Wilfred Ukpong

Blazon Chapters: Creative Interventions in the Margin of Two Worlds – Art and Social Praxis 

Aims, Objectives and Methods:

My research over the past four years has been concerned with developing a series of interdisciplinary, cross-cultural, context specific and practice based inquiries that explore alternative creative intervention methods and strategies in the margins of art and social praxis.

The methods employed are linked with experimental processes of investigation and articulation of conceptual frameworks – drawn from the fields of interventionist Post-Conceptual Art practices, Critical Aesthetics, Dialectic Materialism, Relational Aesthetics and most significant the concept of Social Sculpture – (Joseph Beuys and Shelley Sacks) – in which the evolving work in Nigeria is situated.

Much of the practice-based research that has followed has been developed through collaborative workshops, site installations, performance-actions, filmic and sound projects across a series of non artistic locations e.g. oil production sites and fishing communities.
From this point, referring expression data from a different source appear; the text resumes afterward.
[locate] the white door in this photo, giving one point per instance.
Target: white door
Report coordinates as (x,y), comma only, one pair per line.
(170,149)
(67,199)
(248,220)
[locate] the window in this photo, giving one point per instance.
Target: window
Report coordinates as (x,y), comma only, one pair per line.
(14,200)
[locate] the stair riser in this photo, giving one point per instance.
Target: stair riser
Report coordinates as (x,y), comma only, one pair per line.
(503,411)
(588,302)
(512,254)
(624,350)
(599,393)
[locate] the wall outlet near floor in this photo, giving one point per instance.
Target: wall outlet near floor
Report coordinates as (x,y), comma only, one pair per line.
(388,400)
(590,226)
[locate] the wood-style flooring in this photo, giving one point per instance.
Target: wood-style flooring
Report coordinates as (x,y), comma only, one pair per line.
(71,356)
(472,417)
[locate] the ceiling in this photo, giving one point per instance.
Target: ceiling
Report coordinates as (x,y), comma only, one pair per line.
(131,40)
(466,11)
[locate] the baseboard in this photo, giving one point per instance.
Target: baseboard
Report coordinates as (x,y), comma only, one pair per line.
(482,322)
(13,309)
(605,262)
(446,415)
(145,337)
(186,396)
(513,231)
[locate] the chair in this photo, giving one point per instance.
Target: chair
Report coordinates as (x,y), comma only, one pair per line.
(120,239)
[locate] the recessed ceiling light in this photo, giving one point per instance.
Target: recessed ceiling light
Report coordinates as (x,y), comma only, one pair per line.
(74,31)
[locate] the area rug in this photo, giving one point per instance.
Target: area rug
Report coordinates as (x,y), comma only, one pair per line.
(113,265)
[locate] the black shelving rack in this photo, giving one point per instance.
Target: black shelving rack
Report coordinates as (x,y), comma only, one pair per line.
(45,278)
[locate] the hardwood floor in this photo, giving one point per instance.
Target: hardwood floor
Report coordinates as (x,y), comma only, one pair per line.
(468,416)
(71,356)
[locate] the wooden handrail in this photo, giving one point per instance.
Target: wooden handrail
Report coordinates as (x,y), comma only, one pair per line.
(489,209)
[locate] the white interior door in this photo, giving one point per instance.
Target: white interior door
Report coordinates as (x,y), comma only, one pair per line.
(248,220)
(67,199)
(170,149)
These interventions have been conceived as experimental (mapping processes) and ways to facilitate sets of enquiries in response to my research questions: can artistic-interventions facilitate useful models of social emancipation and if so, how can such models be developed and sustained in direct response to the socio-political realities of a specific context? Secondly, if such artistic-interventions are able to evoke empathy in arts audiences, how can such forms function in social or public arenas with audiences unfamiliar with artistic forms? And finally what forms of engagement can facilitate an immediacy of social exchange while trying to retain the processual aesthetic structure of the work’s ongoing evolution? These questions have been pivotal and relevant throughout my investigation.